In my opinion, this statement is an insult to those who are troubled (deeply and sincerely) by the content of the statement and the awards process. It is an insult to have their concerns swept into the fray of “censorship” and “suppression.” It’s a statement that glorifies surface discussions about diversity that won’t amount to anything or won’t require the DNA of the organization to shift and bend in the direction of inclusion and emotional justice. This statement is a flowery statement that says everything and nothing in 262 words. As I reviewed this statement, I thought about the idea of community in PR once again.
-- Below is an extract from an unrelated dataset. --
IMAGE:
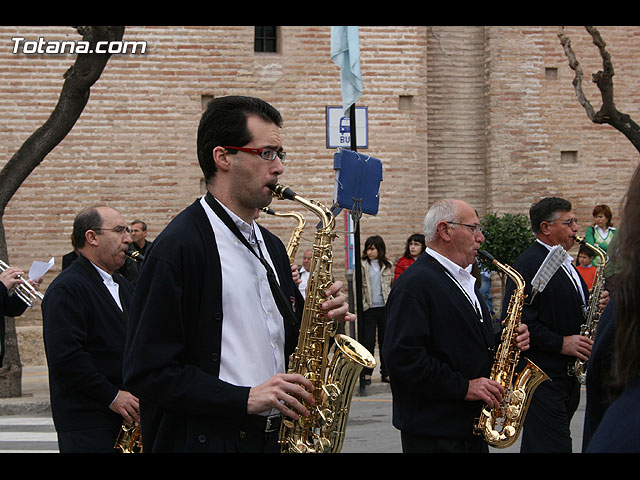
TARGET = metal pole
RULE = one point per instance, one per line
(356, 244)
Our theory is that public relations is better defined and practiced as the active attempt to restore and maintain a sense of community. –Kruckeberg & Starck (1988, xi)
As public relations scholar who believes in the idea of community, this statement did not build community or address the needs of all the members of the community.The statement appeased some who applauded the organization for standing up against censorship, and others were disappointed that the organization chose a soft, easy way out of talking about diversity, agency, consent, and other problematic elements in mainstream romance fiction. As a community, romance writers were split about the value of RWA, and now the split has grown wider and more fractious. Like Humpty Dumpy, RWA’s effort may not put that community back together again.
Readers, what do you think? Was the apology spot on or was it a miss?